My friend Patrick Kelly, who has died of cancer aged 68, was a press officer, journalist and author who wrote for many publications, including the Guardian, the Evening Standard in London and the Irish Times. He also co-founded, with me, the magazine Arts Industry, a monthly publication for those working in the cultural industries.
Born in Belfast, Patrick was one of the six children of Laurence, an office manager for a trade publisher, and Kathleen (nee Carey), a waitress. He went to St Malachy’s RC school in the city, and then studied history and politics at Warwick University, where he became involved in student politics, including a 1975 occupation of the institution’s senate building during a rent strike.
After graduating he worked at the Hillingdon Mirror newspaper in Uxbridge, Middlesex, and was active as a member of the National Union of Journalists in local and national disputes.
In 1982 he went to work as a press officer for the Greater London council and for Ken Livingstone, in whose name he wrote articles during the GLC’s confrontations with Margaret Thatcher. He also worked alongside John McDonnell, later a Labour shadow chancellor, who praised him for his trustworthiness as well as his “judgment and humanity”.
Patrick left the GLC shortly before it was abolished, moving on to become a press officer at the Association of London Authorities.
In 1987 he resigned from that job in order to spend two years in Barcelona, covering the news as a stringer for the Guardian and other newspapers. After returning to London in 1991 he and Julia Unwin, a social policy consultant, moved in together in Southwark, and he continued to freelance for the Guardian, Daily Telegraph, Independent, Irish Times, the Times, Evening Standard and New Statesman.
He was also employed on a freelance basis by the London boroughs of Tower Hamlets and Camden to set up in-house publications for them.
Around that time Patrick also became involved in local politics. He was elected to Southwark council for the Labour party in 1998 and was chair of the council’s education committee.
He and Julia married in 2006 and the following year, when she became chief executive of the Joseph Rowntree Foundation, they moved with their two daughters, Annie and Rachel, to York. There Patrick chaired York Labour party for a time and became a supporter of York City football club.
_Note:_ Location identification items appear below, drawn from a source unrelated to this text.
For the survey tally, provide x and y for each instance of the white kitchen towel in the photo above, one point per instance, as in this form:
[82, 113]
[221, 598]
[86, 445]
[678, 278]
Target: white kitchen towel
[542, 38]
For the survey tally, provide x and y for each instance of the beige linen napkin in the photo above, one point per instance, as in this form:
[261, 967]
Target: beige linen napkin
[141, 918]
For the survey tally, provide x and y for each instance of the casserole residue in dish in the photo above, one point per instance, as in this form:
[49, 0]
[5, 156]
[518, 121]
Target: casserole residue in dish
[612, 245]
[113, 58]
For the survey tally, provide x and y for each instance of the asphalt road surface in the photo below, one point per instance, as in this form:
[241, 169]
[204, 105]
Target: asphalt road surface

He also continued to jointly co-edit Arts Industry and to contribute as a freelancer to other publications.
In 2014 he undertook a creative writing MA at Limerick University in Ireland and subsequently wrote a novel, A Hard Place, set in the Belfast of his youth. He was diagnosed with cancer in 2019 and became gravely ill late last year, a few days after the book was published.
Patrick had a gift for forging enduring friendships. He had a magnetic warmth and his great joy was to spend as much time as he could with family and friends.
He is survived by Julia, Annie and Rachel.